Thank You Ravens for teaching us what to celebrate!
I may be one of the few people in Baltimore who didn’t actually see last Sunday's play-off game against the Patriots. I was flying home from Boston (at least I was heading in the right direction!) and only caught the last 2/3’s of the last quarter—the heartbreaking part.
So all week long I’ve been moping and commiserating with my fellow Baltimoreans. We’ve been sharing our shell shock over the disappointing defeat. It wasn’t just the end of game Lee Evan’s dropped pass (that looked like a completed pass and never got reviewed) or Billy Cundiff’s funky field goal miss after a heart stopping 90 yard drive down the field. It was the ref’s failure to place the ball on the 10 yard line to give us the 1st down that we deserved followed by his failure to call an obvious pass interference on the 10 yard line that should also have given us a fresh set of downs. You have to wonder.
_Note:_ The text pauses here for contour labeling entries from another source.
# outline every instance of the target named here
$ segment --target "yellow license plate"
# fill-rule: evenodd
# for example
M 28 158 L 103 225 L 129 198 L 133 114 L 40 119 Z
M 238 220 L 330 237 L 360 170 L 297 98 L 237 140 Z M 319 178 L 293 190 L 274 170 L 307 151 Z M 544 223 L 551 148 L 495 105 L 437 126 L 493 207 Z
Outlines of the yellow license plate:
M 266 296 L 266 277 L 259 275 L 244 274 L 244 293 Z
It’s the kind of loss that’s hard to shake off. You keep replaying those last few minutes in your head because it’s a game we should have won. Ultimately we outplayed them by almost every measure. As I finally get the time to watch the replay and see more missed penalty calls against the Patriots (off-sides, pass interference, helmet to helmet and holding)and watch Joe Flacco’s numbers eclipse Brady’s , a funny thing happens. My disappointment finally begins to erode and I move towards uplift. It isn’t just that time heals all wounds. I move towards a bigger picture. These are warriors, gladiators doing battle in a coliseum. We’ve come a long way from the lions, thumbs up for who lives and and thumbs down for who doesn't. Still something about the epic battle stirs us and vents our lust for combat. We spectators dress up for the spectacle, put on our favorite team member’s shirt and get a vicarious thrill while these gifted athletes amaze us with their feats of power, grace and endurance.
So for the week leading up to the clash of titans, I watched with delight and amusement as Baltimore drowned in royal purple. People drove with flags fluttering, transforming ordinary sedans and trucks into zany escort vehicles. We were clearing the way for our champions, not third world despots. I saw tiny terriers dressed in ravens sweaters and grown men sporting stick-on Flacco purple felt mustaches. There seemed to be no limits to the absurdities we would submit to in order to demonstrate our solidarity, to reach across boundaries and say “We are all part of one big community, hoping for one great outcome together.” I even dug out purple beads , earrings and a ring to wear. Yes, when so many of our fellow citizens are hungry, homeless and unemployed, I do wish we could achieve the same passionate connection about something more important than winning a football game. But it shows that we can connect over something.
Every week when these men stepped out on the field whether at home or away, they carried something of us with them and we allowed them to. We wanted them to. Week after week, they suited up, went out onto the field and did their jobs. They gave us a great home season of one win after another. They elevated us, connected an entire city and gave complete strangers, men and women, adults and children, something to talk about in check out lines, in drug stores and restaurants. They turned casual armchair observers into serious amateur commentators who wondered who hired the professional ones to chatter incessantly about nothing. They helped us for a few short months through hope, effort , gathering and commitment to celebrate US.
But what I loved most is what they taught us about accountability. At the end of every game comes the ritual of talking to the press whether you win or lose. What I learned from watching our head coach, our quarterback and other players—most of whom are young enough to be my children—is that you take responsibility for your performance. It helps, of course, that everyone on national TV just saw what you did or didn’t do but our politicians and business leaders are under equally keen scrutiny and they don’t seem to have learned this very simple but crucial point. Harry Truman put it this way: “The buck stops here.” As president, he couldn’t avoid responsibility for big decisions or their consequences. What I observed week after week was the complete openness with which our players and coach entered the true lion’s den: the after game press conference and took total responsibility for their performance –even in this most heartrending of all games—the loss to the Patriots.
If they did well, it was because of the team effort. If they did badly, there were no excuses. “I messed up. I didn’t do what I was supposed to.” The buck stops here. Now THAT’S a lesson worth celebrating. Washington, are you listening?